Page MenuHomePhabricator

Allow upload of PDF files from IA identifer with IA-Upload tool.
Closed, DuplicatePublicFeature

Description

Whats the problem you want to solve?

Currently the tool provided by https://ia-upload.toolforge.org/ will use an Internet Archive identifer to grab or reconstruct a DJVU file from the raw scans provided.

In some circumstances however, IA already has PDF versions of the scanned work for a given identifer, and sometimes for consistency it's better to upload these , instead of an overly compressed DJVu to avoid quality issues for projects like Wikisource.
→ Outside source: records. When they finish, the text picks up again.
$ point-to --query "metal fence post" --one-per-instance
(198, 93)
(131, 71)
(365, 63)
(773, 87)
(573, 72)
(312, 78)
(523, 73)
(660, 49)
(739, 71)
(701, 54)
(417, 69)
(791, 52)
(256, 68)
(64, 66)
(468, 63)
It is not easy to do a direct upload of a PDF from IA, as Special:Upload at Commons, does not reliably cope with files that are larger than 100MB which PDF's of entire books are likely to be. ( URL2Commons, in personal experience also appears to have less than perfect reliablity when it comes to large files.)
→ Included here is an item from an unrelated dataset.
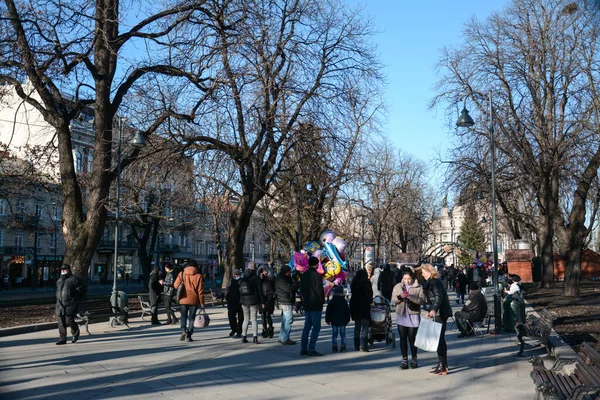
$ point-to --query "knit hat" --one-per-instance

What solutions have you tried ?
"Chunked" upload, which requires that an uploader like me makes a local copy of the file, and uses twice the bandwidth that a direct IA -> Wikimedia Commons upload would use. (one for the download from IA to local storage, and 1 for the upload to commons via Chunked upload). Whilst some users are on fast connections, others may not be. and hence elimination of what should be unecessary bandwith and local storage use would be desirable.

What is the functionality you would like?
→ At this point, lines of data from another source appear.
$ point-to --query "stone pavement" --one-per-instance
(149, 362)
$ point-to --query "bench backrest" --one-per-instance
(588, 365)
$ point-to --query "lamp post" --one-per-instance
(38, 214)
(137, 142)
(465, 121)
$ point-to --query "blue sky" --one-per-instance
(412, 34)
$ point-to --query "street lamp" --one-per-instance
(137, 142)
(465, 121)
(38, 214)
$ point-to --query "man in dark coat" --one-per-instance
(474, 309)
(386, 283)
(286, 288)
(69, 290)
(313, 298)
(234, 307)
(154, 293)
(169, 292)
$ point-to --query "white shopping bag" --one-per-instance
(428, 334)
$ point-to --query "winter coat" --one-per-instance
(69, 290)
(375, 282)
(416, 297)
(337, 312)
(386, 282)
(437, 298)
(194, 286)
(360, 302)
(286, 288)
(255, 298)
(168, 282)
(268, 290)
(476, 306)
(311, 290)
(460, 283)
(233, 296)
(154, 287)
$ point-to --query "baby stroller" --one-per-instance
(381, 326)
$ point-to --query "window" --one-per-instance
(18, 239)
Option in the IA-Upload tool, to use the identifier given, to upload the PDF version for a given identifer, instead of a Djvu (existing or reconstituted from indivdual Jpeg.), and to have that option be able to handle a large (>100MB) file using an appropriate approach, (Not sure if it's possible currently to have such uploads chunked when requesting it from IA in the first place. FTP style transfers at one time used to be able to do partial or "interrupted" transfers, but I'm not sure what IA's API actually supports.)

(Leaving upstream tag as it may involve functionality in the IA API, or on that organisations servers.)